Prediction Intervals

Using posterior_predict, I have obtained a ppd object from newdata.

Using bayesplot mcmc_intervals, I can estimate the credible intervals for each set of values in new data.

Are the boundaries of the credible interval a description of possible values of a new observation? That is, are they a prediction interval?


Since nobody else answered, here is my take, but I am not 100% sure it is correct. Maybe @lauren can check my reasoning?

posterior_predict should give you something like prediction intervals under the condition your model is exactly correct. For a linear model, this means assuming the relationship is actually linear and determined exactly by the covariates you decided to include AND that all parameters were actually drawn from the priors you have specified. Note also that under this condition, the 95% credible interval for future observations will contain 95% of future observations if you average over possible experiments. For any single dealized (matching your model) experiment, the credible interval for future observations will almost certainly be systematically off (wider/narrower/biased) from actual future observations as it includes uncertainty in parameters, but the there is only one “true” value of parameters. Further in any real scenarios, the credible interval will miss predictions because of model mismatch to the real process.

Does that make sense?

1 Like

@jonah and I talk about this from time to time.

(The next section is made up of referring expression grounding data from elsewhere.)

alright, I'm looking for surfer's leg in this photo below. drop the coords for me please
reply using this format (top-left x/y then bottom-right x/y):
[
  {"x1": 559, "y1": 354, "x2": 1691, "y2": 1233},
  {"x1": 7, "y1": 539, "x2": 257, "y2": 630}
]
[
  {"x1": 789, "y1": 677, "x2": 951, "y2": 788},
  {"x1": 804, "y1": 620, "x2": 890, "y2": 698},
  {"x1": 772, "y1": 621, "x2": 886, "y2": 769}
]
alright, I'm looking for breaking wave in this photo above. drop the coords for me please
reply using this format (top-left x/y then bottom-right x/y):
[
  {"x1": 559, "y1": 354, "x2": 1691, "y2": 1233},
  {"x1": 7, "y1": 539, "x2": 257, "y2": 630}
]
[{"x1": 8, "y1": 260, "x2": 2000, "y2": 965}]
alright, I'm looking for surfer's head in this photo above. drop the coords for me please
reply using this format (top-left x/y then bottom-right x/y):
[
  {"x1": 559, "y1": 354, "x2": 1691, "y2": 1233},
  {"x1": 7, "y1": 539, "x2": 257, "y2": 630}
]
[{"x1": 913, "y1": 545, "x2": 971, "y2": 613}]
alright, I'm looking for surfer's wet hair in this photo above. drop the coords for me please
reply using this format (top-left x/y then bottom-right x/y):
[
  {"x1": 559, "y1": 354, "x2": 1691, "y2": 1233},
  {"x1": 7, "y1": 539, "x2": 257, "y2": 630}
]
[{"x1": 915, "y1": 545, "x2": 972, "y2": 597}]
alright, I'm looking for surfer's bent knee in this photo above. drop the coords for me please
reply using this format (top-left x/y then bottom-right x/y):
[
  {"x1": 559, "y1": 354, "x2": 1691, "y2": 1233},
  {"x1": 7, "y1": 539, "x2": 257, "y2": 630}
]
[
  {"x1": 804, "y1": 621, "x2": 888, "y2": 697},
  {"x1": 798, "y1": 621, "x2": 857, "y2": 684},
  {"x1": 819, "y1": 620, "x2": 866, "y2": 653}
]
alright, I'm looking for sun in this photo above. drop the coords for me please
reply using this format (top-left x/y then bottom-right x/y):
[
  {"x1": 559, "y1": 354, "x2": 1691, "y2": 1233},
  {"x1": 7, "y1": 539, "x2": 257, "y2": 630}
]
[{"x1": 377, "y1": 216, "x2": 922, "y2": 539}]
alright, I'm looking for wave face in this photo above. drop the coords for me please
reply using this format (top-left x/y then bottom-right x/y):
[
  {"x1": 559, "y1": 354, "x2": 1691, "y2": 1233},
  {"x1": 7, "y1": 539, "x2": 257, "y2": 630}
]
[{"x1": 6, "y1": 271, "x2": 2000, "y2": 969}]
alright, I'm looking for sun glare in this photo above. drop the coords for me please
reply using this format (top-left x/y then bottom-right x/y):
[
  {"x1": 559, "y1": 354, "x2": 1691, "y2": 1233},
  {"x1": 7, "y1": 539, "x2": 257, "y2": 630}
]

It’s kind of a funny thing because in frequentist statistics more often than not you see confidence intervals reported. Prediction intervals seem much less common so it’s surprising that Bayesian inference is (at least as far as I know) entirely prediction intervals.

Rob Hyndman has a nice blog post elaborating why that is (, but the cliff’s notes are that once the parameter is modeled as a random variable, then inherent meaning of a confidence interval (i.e., 95% of all 95% confidence intervals contain the true parameter value) doesn’t make sense.

Some people (including me!) do sometimes look a frequentist properties of Bayesian intervals. That can be contentious but I view it as calibration of methods in a very practical sense.


Yeah, when you call posterior_predict() you obtain draws from the posterior predictive distribution, which is precisely the distribution of new data according to your model (like @martinmodrak said) conditioned on the data you have. Interval summaries of these draws are estimates of what we would call Bayesian prediction or predictive intervals. Regardless of the terminology, those intervals summarize what your model thinks about new data given what it currently knows (and assumes).

Is that what you were interested in or were you specifically referring to the difference between frequentist and Bayesian approaches to prediction?


I find that it helps to be be super explicit about the definition of calibration to avoid as much confusion as possible when discussing all the intervals floating around.

As already noted by @lauren and @jonah a posterior interval and posterior predictive interval are just convenient summaries of a probability distribution, the posterior distribution and posterior predictive distribution respectively. Even under ideal circumstances where your model is correct those distributions have no guarantee to have any relation to the true model configuration (in the case of posterior intervals over the parameter space) or future data (in the case of posterior predictive intervals over the observational space). This contrasts to frequentist intervals which are constructed to have certain coverage properties, at least under idealized assumptions.

That said there’s no reason why we can’t ourselves calibrate the posterior and posterior predictive intervals to see how well they do cover a certain value. A pure frequentist calibration is challenging because you have to scan through all of the parameter values (even those near infinity), simulate data and see how often the resulting intervals cover a desired value, and then report the worst coverage for all of those parameter values (for more see for example Probabilistic Modeling and Statistical Inference, especially Secton 2.2). We can also, however, consider a Bayesian calibration that just requires computing coverage with respect to those model configurations supported by prior distribution. For more see Probabilistic Modeling and Statistical Inference.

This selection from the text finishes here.